I get a lot of political email these days, especially from the Obama campaign. Yesterday, for example, I got one from Stephanie Cutter, one of Obama’s campaign managers.
Over the course of this election, we’ve seen that both Romney and Ryan avoid telling the truth about their plans and how they’d actually affect the middle class. It doesn’t matter if they’re talking about taxes, health care, Medicare, education, or clean energy — the Romney-Ryan status quo is to misrepresent their positions and their practical effects.
But Stephanie isn’t above telling a few lies herself:
One of the few specific policy proposals that Romney offered at the debate was to fire Big Bird to cut the deficit. You couldn’t make this stuff up.
Except she kinda did.
PBS only receives about 15% of its funding from the government, so eliminating their federal funding would not be much of a hardship.
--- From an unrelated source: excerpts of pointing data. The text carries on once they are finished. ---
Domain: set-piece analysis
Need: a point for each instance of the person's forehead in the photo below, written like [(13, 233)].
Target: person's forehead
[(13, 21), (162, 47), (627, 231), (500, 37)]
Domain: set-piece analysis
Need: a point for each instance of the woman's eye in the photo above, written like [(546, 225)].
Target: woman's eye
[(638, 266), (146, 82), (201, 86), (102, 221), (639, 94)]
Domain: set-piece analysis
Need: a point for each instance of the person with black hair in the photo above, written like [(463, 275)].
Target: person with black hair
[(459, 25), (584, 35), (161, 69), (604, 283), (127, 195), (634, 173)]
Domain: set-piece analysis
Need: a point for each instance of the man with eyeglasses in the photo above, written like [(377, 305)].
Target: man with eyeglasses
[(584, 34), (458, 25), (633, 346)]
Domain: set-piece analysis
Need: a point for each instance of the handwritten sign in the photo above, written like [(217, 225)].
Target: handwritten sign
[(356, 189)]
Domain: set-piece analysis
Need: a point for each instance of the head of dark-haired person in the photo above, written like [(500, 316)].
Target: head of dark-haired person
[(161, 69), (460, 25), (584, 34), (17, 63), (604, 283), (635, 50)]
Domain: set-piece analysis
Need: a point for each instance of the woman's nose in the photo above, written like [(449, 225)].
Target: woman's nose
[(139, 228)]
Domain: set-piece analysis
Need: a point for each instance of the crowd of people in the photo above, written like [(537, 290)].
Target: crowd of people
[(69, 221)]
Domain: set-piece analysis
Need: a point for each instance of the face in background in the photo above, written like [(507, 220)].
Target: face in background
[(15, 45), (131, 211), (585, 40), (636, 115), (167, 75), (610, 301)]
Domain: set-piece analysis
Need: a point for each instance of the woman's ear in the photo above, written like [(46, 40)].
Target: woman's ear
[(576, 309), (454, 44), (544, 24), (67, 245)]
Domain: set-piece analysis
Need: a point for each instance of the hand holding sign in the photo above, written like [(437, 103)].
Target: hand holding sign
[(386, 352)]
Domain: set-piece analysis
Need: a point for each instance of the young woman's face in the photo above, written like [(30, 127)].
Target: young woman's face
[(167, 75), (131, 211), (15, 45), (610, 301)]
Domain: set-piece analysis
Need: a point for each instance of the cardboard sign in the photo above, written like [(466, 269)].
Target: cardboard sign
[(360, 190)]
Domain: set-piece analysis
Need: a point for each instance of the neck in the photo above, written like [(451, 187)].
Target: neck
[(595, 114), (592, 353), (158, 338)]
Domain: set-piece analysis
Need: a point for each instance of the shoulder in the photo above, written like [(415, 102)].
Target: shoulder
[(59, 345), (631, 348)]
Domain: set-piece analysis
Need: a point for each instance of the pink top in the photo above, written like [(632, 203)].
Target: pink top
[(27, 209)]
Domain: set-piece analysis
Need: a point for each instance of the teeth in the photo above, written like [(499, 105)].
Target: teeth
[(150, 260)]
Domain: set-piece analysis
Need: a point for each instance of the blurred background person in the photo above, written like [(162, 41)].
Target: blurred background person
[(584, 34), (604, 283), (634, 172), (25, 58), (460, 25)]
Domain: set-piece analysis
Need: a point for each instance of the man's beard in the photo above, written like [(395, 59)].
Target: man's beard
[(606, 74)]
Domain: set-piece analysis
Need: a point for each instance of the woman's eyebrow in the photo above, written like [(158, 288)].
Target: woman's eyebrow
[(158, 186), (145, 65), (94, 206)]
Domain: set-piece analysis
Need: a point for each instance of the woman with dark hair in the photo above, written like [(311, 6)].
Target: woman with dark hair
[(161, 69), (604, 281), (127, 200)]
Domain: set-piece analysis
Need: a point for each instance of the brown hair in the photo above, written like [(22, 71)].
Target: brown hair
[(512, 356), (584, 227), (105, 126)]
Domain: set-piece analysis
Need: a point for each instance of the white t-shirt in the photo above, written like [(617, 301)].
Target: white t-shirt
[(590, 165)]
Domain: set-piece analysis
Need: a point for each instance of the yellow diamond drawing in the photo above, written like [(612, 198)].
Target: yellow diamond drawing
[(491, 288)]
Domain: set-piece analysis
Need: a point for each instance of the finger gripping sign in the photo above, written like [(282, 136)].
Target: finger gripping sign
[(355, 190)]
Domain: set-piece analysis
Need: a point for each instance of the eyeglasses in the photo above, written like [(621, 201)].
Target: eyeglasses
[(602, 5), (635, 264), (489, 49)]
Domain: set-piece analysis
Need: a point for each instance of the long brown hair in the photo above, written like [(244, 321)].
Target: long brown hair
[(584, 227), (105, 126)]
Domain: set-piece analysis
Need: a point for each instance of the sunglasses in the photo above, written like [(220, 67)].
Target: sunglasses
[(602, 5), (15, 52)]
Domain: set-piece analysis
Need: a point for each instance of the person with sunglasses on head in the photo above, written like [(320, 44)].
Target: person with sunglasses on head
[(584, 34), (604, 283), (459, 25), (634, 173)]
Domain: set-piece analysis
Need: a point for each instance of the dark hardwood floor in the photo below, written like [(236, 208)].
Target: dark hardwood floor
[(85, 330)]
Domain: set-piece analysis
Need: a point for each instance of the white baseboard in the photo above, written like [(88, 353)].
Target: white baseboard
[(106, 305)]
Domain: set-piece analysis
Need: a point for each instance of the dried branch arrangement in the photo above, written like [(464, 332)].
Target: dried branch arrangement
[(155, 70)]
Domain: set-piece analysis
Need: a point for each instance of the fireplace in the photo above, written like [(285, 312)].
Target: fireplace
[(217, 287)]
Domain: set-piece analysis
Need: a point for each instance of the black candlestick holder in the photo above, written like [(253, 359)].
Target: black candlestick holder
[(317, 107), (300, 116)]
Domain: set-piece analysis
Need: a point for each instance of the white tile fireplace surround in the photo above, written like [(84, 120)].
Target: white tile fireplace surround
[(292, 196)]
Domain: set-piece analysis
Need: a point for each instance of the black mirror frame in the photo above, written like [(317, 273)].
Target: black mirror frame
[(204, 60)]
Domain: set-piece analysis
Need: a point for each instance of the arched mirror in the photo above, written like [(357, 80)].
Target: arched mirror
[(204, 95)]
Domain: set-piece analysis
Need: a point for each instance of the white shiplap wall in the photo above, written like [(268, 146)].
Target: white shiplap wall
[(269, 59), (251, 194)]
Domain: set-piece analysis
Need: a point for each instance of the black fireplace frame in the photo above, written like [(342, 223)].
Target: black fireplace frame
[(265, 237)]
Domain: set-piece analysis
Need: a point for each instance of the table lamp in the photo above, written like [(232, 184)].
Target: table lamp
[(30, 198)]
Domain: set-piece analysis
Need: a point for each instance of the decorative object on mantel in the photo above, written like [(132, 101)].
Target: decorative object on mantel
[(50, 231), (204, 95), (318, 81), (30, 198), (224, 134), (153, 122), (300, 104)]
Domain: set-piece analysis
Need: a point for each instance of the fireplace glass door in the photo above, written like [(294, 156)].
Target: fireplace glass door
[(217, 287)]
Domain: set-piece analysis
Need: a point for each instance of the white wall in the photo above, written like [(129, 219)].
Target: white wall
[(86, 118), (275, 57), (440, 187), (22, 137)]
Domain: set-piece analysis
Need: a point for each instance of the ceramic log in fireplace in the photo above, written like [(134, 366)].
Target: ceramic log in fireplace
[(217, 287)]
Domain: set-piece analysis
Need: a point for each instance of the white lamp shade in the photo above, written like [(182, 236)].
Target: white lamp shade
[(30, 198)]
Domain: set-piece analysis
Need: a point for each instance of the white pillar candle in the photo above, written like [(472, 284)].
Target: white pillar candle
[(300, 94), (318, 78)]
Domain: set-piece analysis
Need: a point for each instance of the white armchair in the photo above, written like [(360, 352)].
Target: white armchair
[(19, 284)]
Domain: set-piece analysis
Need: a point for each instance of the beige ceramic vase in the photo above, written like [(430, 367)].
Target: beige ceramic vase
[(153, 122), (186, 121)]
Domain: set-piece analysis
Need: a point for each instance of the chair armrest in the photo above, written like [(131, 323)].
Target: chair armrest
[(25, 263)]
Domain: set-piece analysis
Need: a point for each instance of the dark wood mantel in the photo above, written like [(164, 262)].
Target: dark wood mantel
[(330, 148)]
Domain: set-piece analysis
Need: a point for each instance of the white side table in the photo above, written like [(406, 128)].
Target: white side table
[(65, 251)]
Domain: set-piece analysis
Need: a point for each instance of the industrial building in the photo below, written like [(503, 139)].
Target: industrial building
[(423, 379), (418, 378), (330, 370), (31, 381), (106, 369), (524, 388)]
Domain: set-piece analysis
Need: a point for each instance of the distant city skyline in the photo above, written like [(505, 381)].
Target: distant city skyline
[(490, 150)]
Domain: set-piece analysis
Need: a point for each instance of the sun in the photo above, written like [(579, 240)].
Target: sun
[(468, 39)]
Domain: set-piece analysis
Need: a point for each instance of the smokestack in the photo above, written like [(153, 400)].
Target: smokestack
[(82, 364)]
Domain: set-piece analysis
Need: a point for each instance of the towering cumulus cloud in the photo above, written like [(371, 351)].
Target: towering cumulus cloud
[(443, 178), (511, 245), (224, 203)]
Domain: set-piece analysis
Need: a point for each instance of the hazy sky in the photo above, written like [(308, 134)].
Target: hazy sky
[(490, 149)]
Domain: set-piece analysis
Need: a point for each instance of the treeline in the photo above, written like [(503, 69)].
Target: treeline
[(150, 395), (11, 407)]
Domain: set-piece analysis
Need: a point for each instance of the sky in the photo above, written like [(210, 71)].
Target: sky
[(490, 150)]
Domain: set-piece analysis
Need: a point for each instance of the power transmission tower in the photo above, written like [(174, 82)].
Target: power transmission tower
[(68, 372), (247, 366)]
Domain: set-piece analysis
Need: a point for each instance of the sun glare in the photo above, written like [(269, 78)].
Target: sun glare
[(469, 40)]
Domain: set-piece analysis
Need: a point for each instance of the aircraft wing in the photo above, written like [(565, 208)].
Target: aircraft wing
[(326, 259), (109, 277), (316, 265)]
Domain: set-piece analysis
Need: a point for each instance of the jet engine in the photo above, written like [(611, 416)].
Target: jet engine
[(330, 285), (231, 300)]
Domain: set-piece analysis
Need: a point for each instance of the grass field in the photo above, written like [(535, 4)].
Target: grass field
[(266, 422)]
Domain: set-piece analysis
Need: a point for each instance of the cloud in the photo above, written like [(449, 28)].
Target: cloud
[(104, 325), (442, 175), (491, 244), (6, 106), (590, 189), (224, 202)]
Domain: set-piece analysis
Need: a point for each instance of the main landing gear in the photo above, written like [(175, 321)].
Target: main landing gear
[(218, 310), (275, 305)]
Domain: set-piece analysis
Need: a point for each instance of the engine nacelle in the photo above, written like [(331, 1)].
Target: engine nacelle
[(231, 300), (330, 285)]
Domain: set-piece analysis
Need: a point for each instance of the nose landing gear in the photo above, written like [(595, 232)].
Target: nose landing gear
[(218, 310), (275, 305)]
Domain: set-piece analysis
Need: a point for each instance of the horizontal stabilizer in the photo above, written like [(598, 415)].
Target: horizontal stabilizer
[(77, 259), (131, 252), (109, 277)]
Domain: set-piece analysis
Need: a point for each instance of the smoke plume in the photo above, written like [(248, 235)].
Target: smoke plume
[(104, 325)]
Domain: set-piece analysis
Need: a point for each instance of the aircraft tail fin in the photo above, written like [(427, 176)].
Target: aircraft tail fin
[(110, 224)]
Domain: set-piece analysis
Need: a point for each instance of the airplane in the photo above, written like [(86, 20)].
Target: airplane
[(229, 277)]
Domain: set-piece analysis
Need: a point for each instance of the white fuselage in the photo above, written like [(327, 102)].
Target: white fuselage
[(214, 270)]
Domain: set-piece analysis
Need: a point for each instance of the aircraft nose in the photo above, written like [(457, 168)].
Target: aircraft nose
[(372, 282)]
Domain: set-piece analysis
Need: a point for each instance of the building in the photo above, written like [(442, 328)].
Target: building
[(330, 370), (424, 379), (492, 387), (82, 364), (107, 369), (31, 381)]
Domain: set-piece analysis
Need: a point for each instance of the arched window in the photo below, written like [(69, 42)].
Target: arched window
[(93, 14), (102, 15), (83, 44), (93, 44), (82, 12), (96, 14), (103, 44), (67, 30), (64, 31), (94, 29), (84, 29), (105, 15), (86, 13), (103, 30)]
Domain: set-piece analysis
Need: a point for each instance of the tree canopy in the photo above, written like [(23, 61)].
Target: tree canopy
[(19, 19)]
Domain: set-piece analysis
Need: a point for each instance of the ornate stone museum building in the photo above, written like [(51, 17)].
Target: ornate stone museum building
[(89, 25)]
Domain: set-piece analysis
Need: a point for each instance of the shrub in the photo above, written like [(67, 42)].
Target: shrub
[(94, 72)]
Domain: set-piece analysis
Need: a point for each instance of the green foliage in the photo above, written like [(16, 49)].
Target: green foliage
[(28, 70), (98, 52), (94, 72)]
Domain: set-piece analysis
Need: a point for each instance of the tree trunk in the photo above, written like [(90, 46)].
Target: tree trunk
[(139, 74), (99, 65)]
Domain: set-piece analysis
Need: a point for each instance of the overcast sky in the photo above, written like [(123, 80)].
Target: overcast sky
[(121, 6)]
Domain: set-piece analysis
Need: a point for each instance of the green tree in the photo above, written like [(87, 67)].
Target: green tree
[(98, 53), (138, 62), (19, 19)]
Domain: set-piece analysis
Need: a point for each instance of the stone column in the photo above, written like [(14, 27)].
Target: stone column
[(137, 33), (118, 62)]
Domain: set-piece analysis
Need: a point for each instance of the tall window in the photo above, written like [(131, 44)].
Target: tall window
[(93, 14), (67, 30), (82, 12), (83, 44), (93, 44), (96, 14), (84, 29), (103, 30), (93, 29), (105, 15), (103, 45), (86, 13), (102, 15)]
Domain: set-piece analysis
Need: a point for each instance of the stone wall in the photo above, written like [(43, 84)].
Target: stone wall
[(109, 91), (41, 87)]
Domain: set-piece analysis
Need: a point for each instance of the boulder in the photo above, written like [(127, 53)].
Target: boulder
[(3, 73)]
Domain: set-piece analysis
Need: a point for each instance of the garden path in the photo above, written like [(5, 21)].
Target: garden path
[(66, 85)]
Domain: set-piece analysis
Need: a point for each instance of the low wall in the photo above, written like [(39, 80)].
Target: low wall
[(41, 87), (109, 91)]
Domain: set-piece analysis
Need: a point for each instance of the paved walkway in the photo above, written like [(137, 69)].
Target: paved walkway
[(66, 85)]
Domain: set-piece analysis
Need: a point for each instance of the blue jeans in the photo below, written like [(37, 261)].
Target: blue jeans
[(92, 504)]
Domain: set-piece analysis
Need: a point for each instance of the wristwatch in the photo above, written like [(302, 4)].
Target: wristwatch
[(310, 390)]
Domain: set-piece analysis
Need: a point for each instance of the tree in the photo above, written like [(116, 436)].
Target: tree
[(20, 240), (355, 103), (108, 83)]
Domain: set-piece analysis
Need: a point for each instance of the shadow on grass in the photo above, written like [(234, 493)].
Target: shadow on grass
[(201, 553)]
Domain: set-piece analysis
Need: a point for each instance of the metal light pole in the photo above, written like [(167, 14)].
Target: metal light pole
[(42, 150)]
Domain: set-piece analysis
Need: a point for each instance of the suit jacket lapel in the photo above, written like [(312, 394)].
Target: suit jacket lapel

They might have to cut some programming, but surely not Sesame Street, their most well-known show. And even if they did such a crazy thing, PBS doesn’t own Sesame Street. Big Bird’s employer is actually the Sesame Workshop, a non-profit corporation that makes a lot of money through licensing of its famous characters all over the world. If one of the television networks that carries their video product lost a bit of its funding, they’d still be able to get their product out. Nobody’s firing Big Bird.
On the other hand, I don’t understand why Republicans have a bug up their ass about PBS. I agree that in an age of cable television and the Internet, we really don’t need publicly-subsidized television, but we’re talking about a very small amount of money. If Romney were serious about reducing government spending, he be talking about cutting energy and agricultural subsidies.